A.  ALLAH'A KULLUK - 2  


3. KULLAR


a) Genel olarak kulların durumu (Allah Kullarına –İnsan ve cin topluluklarına- Haber veriyor)


İnanan kullarıma söyle: Namazı kılsınlar, kendilerine verdiğimiz rızıklardan, hiçbir alışverişin, hiçbir dostluğun olmadığı o gün gelmeden önce, gizli ve açık infak etsinler. 14. sure (İBRÂHİM) 31. ayet (Resmi: 14/İniş:72/Alfabetik:40)

 "Benim kullarım aleyhine senin elinde hiçbir güç / kanıt olmayacak. Azgınların seni izleyenleri müstesna." 15. sure (HİCR) 42. ayet (Resmi: 15/İniş:54/Alfabetik:36)

 Haber ver kullarıma: Hiç kuşkusuz benim, evet benim, Gafûr ve Rahîm. 15. sure (HİCR) 49. ayet (Resmi: 15/İniş:54/Alfabetik:36)

Göklerde ve yerde bulunan herkes, Rahman'a kul olarak gelecektir. 19. sure (MERYEM) 93. ayet (Resmi: 19/İniş:44/Alfabetik:63)

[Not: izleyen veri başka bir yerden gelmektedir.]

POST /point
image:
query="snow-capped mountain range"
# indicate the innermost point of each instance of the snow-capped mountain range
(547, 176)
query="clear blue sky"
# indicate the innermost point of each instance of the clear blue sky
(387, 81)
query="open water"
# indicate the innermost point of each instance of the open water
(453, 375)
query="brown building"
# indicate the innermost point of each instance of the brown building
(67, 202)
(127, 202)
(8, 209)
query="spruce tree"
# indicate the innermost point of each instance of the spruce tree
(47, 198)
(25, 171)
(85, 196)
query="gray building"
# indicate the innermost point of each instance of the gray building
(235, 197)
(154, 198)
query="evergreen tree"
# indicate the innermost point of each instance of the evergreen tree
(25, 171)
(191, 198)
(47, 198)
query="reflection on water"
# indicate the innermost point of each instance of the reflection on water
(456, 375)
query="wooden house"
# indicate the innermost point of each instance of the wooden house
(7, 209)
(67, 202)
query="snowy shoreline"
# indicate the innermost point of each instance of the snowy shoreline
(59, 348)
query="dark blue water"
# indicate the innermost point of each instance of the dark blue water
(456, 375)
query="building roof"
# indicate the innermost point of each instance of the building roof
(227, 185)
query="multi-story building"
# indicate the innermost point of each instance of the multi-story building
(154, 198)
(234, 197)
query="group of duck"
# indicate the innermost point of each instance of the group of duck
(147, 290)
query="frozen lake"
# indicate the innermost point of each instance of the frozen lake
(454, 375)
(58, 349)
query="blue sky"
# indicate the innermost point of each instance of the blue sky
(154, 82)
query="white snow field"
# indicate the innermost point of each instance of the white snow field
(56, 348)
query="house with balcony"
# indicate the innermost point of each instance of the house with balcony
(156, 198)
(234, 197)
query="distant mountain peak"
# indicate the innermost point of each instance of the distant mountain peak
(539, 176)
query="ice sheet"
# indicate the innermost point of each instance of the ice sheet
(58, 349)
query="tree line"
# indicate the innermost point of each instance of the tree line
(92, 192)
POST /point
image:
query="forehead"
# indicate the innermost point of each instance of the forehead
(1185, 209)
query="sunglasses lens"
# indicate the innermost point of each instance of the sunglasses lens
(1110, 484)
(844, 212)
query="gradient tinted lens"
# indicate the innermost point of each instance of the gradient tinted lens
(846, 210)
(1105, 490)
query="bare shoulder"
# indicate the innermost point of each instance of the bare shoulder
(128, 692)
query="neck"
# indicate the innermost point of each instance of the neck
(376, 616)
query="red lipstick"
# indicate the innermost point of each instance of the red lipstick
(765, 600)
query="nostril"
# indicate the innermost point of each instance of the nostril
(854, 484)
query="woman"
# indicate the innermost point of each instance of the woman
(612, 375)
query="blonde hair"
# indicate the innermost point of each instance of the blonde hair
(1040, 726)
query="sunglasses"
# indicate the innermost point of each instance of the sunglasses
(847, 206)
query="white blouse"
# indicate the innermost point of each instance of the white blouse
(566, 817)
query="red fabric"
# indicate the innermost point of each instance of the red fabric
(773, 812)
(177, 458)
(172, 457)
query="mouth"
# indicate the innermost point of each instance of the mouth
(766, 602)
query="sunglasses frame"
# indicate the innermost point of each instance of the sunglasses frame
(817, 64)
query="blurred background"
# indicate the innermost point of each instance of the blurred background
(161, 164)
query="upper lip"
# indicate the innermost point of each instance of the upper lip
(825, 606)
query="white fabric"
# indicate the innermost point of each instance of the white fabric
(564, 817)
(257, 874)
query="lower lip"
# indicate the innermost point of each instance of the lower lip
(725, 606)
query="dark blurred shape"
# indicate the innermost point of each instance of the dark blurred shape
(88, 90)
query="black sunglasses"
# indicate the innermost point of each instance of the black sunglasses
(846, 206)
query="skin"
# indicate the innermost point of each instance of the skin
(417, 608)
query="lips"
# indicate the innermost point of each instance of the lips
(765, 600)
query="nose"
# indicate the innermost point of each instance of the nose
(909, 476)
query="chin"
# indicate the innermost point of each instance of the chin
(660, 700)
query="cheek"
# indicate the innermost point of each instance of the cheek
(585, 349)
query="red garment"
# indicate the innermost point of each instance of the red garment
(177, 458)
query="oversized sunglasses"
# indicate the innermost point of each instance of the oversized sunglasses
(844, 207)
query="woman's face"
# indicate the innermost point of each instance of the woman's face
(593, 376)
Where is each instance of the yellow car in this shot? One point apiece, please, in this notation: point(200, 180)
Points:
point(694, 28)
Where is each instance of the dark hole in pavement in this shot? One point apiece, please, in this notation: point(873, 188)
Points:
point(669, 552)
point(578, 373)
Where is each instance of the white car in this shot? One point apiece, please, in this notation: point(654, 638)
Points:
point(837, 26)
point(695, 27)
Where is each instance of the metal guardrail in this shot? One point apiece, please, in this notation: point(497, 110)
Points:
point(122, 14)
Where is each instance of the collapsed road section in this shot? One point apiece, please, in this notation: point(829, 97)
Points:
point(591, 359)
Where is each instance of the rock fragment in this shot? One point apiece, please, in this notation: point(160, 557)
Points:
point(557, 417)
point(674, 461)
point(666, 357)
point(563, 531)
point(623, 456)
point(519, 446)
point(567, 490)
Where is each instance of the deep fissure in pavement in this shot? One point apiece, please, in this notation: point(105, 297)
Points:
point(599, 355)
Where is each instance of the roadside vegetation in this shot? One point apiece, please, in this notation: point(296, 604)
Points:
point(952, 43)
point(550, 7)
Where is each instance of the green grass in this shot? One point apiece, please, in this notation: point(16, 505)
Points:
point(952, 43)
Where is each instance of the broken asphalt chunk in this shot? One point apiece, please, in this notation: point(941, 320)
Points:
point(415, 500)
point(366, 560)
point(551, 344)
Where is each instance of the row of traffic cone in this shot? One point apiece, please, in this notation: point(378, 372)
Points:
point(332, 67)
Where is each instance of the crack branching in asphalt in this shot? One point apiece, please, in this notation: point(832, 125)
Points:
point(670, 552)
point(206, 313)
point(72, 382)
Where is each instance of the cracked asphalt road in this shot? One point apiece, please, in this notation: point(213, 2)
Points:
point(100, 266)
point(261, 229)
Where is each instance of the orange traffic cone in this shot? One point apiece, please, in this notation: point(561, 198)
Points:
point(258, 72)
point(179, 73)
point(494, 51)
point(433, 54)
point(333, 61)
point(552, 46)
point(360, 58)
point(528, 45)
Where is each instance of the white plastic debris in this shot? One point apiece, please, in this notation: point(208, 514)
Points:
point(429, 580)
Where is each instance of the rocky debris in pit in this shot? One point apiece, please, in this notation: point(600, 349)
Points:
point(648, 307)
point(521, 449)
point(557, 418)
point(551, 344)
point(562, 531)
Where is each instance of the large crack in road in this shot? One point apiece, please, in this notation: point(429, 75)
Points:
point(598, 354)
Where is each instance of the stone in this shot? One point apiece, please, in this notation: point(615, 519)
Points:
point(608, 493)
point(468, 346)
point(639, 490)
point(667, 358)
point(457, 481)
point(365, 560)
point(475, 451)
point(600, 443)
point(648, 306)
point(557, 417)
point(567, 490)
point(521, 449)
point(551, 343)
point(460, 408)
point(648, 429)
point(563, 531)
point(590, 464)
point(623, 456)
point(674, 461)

 Eğer nankörlüğe saparsanız şu bir gerçek ki, Allah size muhtaç olmayacak bir Gani'dir. O, kulları için inkar ve nankörlüğe razı olmaz. Eğer şükrederseniz bunu sizin için rızasına uygun bulur. Hiçbir günahkar bir başkasının günahını yüklenmez. Sonunda dönüşünüz ancak Rabbinizedir. O size, işlemiş olduklarınızı haber verecektir. O, göğüslerin saklamakta olduklarını çok iyi bilir. 39. sure (ZÜMER) 7. ayet (Resmi: 39/İniş:59/Alfabetik:114)

Tarafımdan söyle: "Ey iman eden kullarım, Rabbinizden korkun! Bu dünya hayatında güzel düşünüp güzel davrananlara güzellik vardır. Allah'ın toprağı / yeryüzü geniştir. Sadece sabredenlere, ücretleri hesapsız ödenecektir." 39. sure (ZÜMER) 10. ayet (Resmi: 39/İniş:59/Alfabetik:114)

Onların üstlerinde ateşten gölgeler, altlarında da gölgeler vardır. İşte Allah, kullarını bundan korkmaya çağırıyor. "Ey kullarım, benden korkun!" 39. sure (ZÜMER) 16. ayet (Resmi: 39/İniş:59/ Alfabetik:114)

b) İman eden / inanan (mümin) ve salih amelli / iyi (müslim) kullar. (Allah kullarına çok yakındır.  Onları işitir, görür, bilir ve onlara cevap/karşılık verir)


Kullarım sana benden sorarlarsa ben Karîb'im, gerçekten çok yakınım. Dua edenin çağrısına, bana çağırıp yakardığı anda cevap veririm. Hadi onlar da bana karşılık versinler, bana inansınlar ki doğruyu ve iyiyi bulabilsinler. 2. sure (BAKARA) 186. ayet (Resmi: 2/İniş:92/Alfabetik:11)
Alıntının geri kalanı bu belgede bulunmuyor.